Wednesday, October 26, 2011

Ron Paul's Sensible Reminders of Central Bank Limits

Ron Paul, Texas Republican Representative and presidential candidate, wrote a well-reasoned editorial in Thursday's edition of the Wall Street Journal entitled Blame the Fed for the Financial Crisis.

Without getting into mind-numbing detail, let me focus on one key passage of his piece,

"The Federal Reserve has caused every single boom and bust that has occurred in this country since the bank's creation in 1913. It pumps new money into the financial system to lower interest rates and spur the economy. Adding new money increases the supply of money, making the price of money over time—the interest rate—lower than the market would make it. These lower interest rates affect the allocation of resources, causing capital to be malinvested throughout the economy. So certain projects and ventures that appear profitable when funded at artificially low interest rates are not in fact the best use of those resources.



The great contribution of the Austrian school of economics to economic theory was in its description of this business cycle: the process of booms and busts, and their origins in monetary intervention by the government in cooperation with the banking system. Yet policy makers at the Federal Reserve still fail to understand the causes of our most recent financial crisis.
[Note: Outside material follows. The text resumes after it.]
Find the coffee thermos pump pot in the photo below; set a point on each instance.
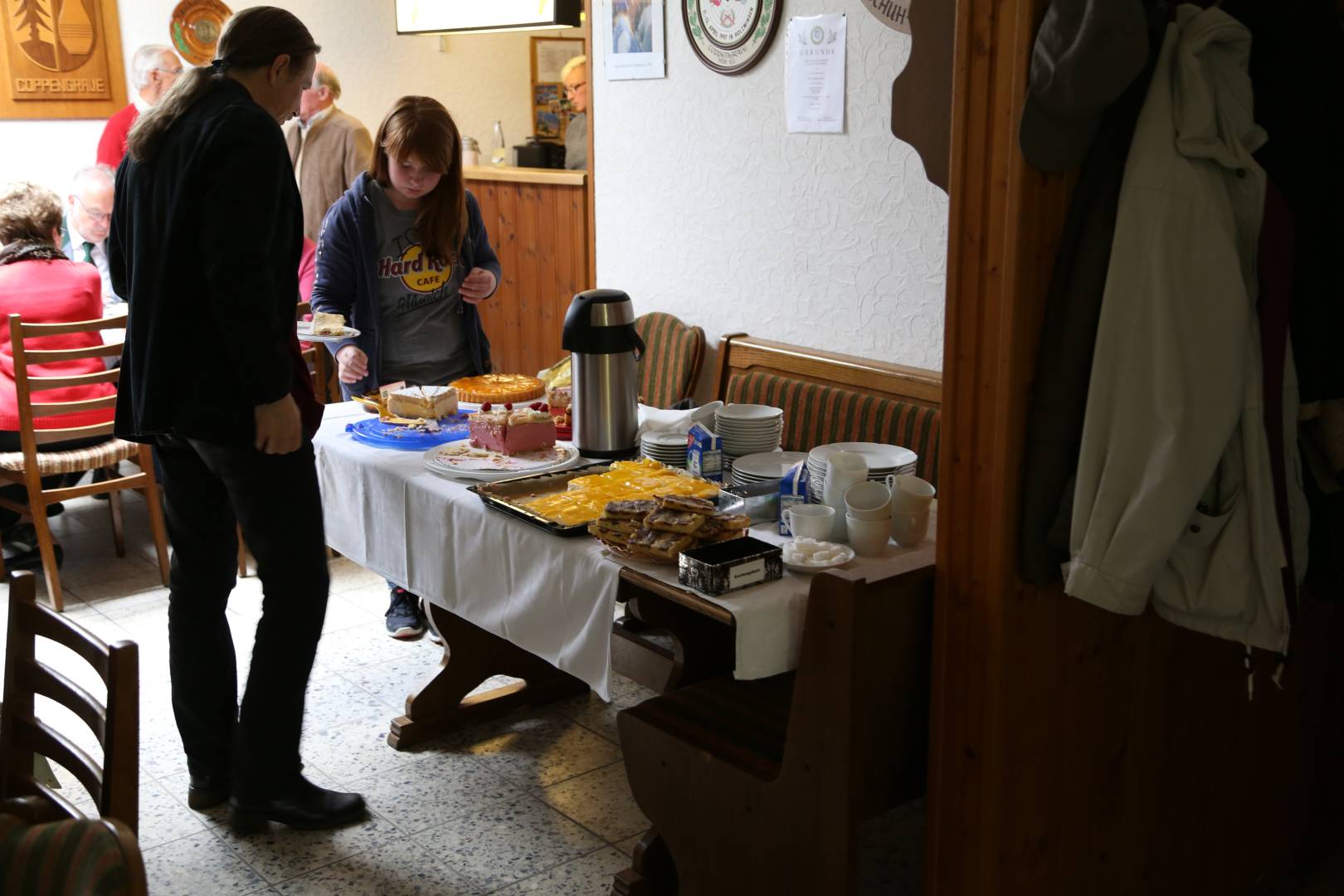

So they find themselves unable to come up with an adequate solution.



In many respects the governors of the Federal Reserve System and the members of the Federal Open Market Committee are like all other high-ranking powerful officials. Because they make decisions that profoundly affect the workings of the economy and because they have hundreds of bright economists working for them doing research and collecting data, they buy into the pretense of knowledge—the illusion that because they have all these resources at their fingertips they therefore have the ability to guide the economy as they see fit.



Nothing could be further from the truth. No attitude could be more destructive. ...the notion that the marketplace, where people freely decide what they need and want to pay for, is the only effective way to allocate resources—may be obvious to many ordinary Americans. But it has not influenced government leaders today, who do not seem to see the importance of prices to the functioning of a market economy.


The manner of thinking of the Federal Reserve now is no different than that of the former Soviet Union, which employed hundreds of thousands of people to perform research and provide calculations in an attempt to mimic the price system of the West's (relatively) free markets. Despite the obvious lesson to be drawn from the Soviet collapse, the U.S. still has not fully absorbed it.

The Fed has painted itself so far into a corner now that even if it wanted to raise interest rates, as a practical matter it might not be able to do so. But it will do something, we know, because the pressure to "just do something" often outweighs all other considerations.



If the Fed would stop intervening and distorting the market, and would allow the functioning of a truly free market that deals with profit and loss, our economy could recover. The continued existence of an organization that can create trillions of dollars out of thin air to purchase financial assets and prop up a fundamentally insolvent banking system is a black mark on an economy that professes to be free."



It's an instructive and, I believe, correct analysis of what the Fed has done to the US economy for nearly a century since it was created by Congress. In response to populist pressure for a dispersed federal authority, unlike the old First and Second Banks of the US, the regional organization of the Fed was designed to represent the interests more than simply the US financial sector.

Rather than trying to exercise more control over the monster which Congress created, it could, instead, follow the advice of the late Milton Friedman and replace the institution's monetary policy authority with a  rule-based approach to monetary base management. John Taylor has suggested a rule which assumes the existence of the Fed, but provides an interest rate-setting formula.

But what Congressman Paul so correctly emphasizes is that the Fed, having a staff and budget, has come to believe it can manipulate the money supply to some good effect, rather than simply adjust its growth to relevant factors involving population and GDP.

As with other governmental institutions, once chartered and funded, the Fed is unlikely to ever unilaterally relinquish its powers and/or admit it is mistaken in its ability to beneficially attempt to fine-tune monetary policy.